Playing the System
Players love it. Spectators marvel at it. Grinnell men’s basketball is like nothing you’ve ever seen.
“It’s fun,” says senior co-captain Luke Yeager ’15. “It’s something you’ll never get at a different gym.”
Yeager explains, “It’s an unorthodox system that requires a lot of energy, a lot of participation, and a lot of bodies. It’s just a different way to play basketball.”
What it is
“The System is kind of an attitude,” head coach Dave Arseneault says. “We are not a survival-of-the-fittest program. We are a participation program. We have had some great players in this program, but we also have had players – some of whom would not have played for any other team in the conference – log significant minutes.”
Grinnell System basketball involves mass substitutions, three-point shots, full-court pressure, playing everybody, and running, running, and more running.
“It’s controlled chaos,” Arsenault says. “I think Ex-Monmouth coach Terry Glasgow hit it on the head when he said it was like ‘five mice coming out of a shoebox.’
“I guarantee if you watch us play, it will be very difficult to go back to watching any other brand of basketball,” Arseneault says. “It’s just pure entertainment. People who don’t even like basketball say, ‘That was just awesome!’”
Go have fun
The System can be traced back to 1993, just a few years after coach Arseneault's arrival at Grinnell. Arseneault had inherited a team that was at the bottom of the conference and tired of getting thumped on a regular basis. It was clear he had to do something different.
Arseneault took his ideas for reinventing the program to Grinnell’s athletic director, Dee Fairchild. “She told me ‘Go see if you can have some fun with it,’” Arseneault says.

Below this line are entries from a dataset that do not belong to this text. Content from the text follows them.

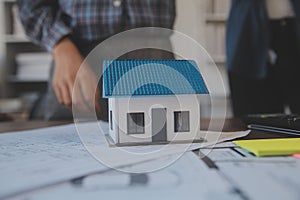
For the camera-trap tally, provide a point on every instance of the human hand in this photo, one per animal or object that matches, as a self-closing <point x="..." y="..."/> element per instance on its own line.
<point x="71" y="87"/>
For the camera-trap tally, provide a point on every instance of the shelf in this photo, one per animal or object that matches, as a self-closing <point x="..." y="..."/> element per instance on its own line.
<point x="15" y="39"/>
<point x="216" y="18"/>
<point x="16" y="79"/>
<point x="220" y="59"/>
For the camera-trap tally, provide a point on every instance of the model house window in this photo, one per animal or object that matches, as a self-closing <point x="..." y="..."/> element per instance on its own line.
<point x="182" y="121"/>
<point x="135" y="123"/>
<point x="110" y="120"/>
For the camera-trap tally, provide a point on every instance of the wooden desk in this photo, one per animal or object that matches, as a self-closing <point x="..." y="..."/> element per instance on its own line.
<point x="230" y="125"/>
<point x="19" y="126"/>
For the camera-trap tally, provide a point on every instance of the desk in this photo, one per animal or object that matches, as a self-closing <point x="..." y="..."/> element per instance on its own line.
<point x="229" y="125"/>
<point x="224" y="173"/>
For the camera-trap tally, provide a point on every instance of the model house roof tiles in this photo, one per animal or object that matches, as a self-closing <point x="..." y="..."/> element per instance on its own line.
<point x="124" y="78"/>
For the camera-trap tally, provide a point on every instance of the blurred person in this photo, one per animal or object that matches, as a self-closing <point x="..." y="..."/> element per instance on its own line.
<point x="70" y="29"/>
<point x="263" y="51"/>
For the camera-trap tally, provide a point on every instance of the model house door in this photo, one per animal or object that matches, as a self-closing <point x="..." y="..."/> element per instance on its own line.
<point x="159" y="124"/>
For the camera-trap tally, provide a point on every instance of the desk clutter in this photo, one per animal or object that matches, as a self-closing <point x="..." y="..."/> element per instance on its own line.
<point x="52" y="163"/>
<point x="271" y="147"/>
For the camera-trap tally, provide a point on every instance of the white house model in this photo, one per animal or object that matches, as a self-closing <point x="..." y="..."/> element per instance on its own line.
<point x="153" y="101"/>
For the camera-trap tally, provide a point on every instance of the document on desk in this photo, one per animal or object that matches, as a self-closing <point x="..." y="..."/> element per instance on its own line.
<point x="38" y="158"/>
<point x="257" y="177"/>
<point x="188" y="178"/>
<point x="35" y="158"/>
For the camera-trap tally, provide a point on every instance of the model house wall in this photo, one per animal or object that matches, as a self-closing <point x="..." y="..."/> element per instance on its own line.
<point x="165" y="118"/>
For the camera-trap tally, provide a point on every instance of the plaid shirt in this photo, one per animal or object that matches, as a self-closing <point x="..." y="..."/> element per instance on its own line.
<point x="47" y="21"/>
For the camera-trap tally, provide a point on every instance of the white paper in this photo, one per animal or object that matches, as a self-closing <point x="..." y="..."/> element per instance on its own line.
<point x="265" y="180"/>
<point x="188" y="178"/>
<point x="38" y="158"/>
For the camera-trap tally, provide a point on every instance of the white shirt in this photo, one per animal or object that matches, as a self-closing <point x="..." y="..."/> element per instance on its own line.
<point x="278" y="9"/>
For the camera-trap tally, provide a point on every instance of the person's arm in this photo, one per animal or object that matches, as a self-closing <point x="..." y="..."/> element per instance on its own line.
<point x="42" y="21"/>
<point x="68" y="61"/>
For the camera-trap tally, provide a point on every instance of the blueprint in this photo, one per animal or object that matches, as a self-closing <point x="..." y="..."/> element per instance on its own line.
<point x="35" y="159"/>
<point x="188" y="178"/>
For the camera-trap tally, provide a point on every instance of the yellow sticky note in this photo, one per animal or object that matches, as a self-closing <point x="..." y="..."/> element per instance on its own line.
<point x="271" y="147"/>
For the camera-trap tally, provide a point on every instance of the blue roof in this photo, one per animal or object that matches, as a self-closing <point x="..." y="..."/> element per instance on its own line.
<point x="124" y="78"/>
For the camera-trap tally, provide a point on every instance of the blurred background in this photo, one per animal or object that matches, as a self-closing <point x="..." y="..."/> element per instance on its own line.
<point x="24" y="66"/>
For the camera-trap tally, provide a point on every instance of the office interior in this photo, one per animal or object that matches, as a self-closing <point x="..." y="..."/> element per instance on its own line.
<point x="237" y="158"/>
<point x="24" y="68"/>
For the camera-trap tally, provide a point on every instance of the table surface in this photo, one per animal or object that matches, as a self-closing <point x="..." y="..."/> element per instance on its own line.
<point x="229" y="125"/>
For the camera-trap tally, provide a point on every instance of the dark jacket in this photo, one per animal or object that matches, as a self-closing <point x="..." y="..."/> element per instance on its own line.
<point x="247" y="37"/>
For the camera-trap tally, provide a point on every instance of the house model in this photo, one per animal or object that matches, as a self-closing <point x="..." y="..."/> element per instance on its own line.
<point x="153" y="101"/>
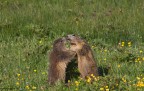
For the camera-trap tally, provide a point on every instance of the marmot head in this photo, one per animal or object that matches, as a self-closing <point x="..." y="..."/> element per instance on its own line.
<point x="76" y="42"/>
<point x="59" y="44"/>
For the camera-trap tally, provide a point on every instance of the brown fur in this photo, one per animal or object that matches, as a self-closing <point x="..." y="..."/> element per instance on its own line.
<point x="59" y="58"/>
<point x="86" y="63"/>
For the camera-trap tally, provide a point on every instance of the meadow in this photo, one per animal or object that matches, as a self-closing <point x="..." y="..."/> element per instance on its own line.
<point x="113" y="28"/>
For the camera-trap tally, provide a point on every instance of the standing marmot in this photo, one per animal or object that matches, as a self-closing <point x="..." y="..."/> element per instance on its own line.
<point x="59" y="58"/>
<point x="86" y="62"/>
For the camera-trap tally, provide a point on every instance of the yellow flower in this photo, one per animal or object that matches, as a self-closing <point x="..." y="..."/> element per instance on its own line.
<point x="33" y="87"/>
<point x="101" y="89"/>
<point x="18" y="75"/>
<point x="35" y="70"/>
<point x="17" y="83"/>
<point x="27" y="87"/>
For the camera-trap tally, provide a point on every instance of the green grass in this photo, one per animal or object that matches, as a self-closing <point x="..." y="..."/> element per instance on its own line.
<point x="29" y="27"/>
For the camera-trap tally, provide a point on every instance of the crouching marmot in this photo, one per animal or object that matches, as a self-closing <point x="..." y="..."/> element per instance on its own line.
<point x="86" y="63"/>
<point x="59" y="57"/>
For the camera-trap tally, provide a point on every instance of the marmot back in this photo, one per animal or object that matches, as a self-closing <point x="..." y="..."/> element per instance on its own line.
<point x="86" y="63"/>
<point x="58" y="60"/>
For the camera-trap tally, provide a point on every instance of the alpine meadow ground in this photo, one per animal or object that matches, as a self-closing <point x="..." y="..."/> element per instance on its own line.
<point x="113" y="28"/>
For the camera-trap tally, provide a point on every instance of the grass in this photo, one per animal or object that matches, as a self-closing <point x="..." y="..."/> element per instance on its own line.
<point x="114" y="30"/>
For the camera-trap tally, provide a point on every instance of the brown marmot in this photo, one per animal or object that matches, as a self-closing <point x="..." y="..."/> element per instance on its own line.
<point x="59" y="57"/>
<point x="86" y="63"/>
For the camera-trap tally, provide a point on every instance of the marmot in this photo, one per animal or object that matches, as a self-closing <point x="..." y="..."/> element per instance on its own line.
<point x="59" y="57"/>
<point x="86" y="63"/>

He did just that. “I was using our games and practices as a chance to experiment,” Arseneault says. “It drove my players nuts.”
By the numbers
Arseneault’s experimentations produced the innovative style of play known as The System. “But,” Arseneault says, “it wasn’t until two math students analyzed three years’ worth of game statistics that I was provided with a useful measurement for success.”
The students conducted their analysis of The System as an independent study project under the direction of Tom Moore, professor emeritus of mathematics and statistics. They identified the key statistical goals that were most likely to produce a win when playing The System.
“The formula for success that they derived has withstood the test of more than two decades of running and gunning,” Arseneault says.
Transformation, and the 138
By any measure, The System transformed Grinnell men’s basketball. Once conference cellar dwellers, the Pioneer men have become perennial overall national scoring champions. Grinnell is no longer an automatic win for the rest of the Midwest Conference. People go to basketball games for a good time.The System gained national attention in November 2012, when Grinnell sophomore Jack Taylor ’15 scored a record-smashing 138 points in a single game. NBA star LeBron James was quoted as saying it was a feat he wanted to see. ‘King LeBron’ referred to Taylor as “Sir Jack.”
Now, even NBA teams are experimenting with The System. Last fall, the Sacramento Kings hired former Grinnell assistant coach David Arseneault, Jr. ’09 as head coach of their development league team, the Reno Bighorns. Arseneault, Jr. is teaching NBA D-League pros a few things that the Pioneer men already know.
“You have to trust The System and you have to trust the coach,” Yeager says, “If all the players buy into it, that’s when it’s truly successful.”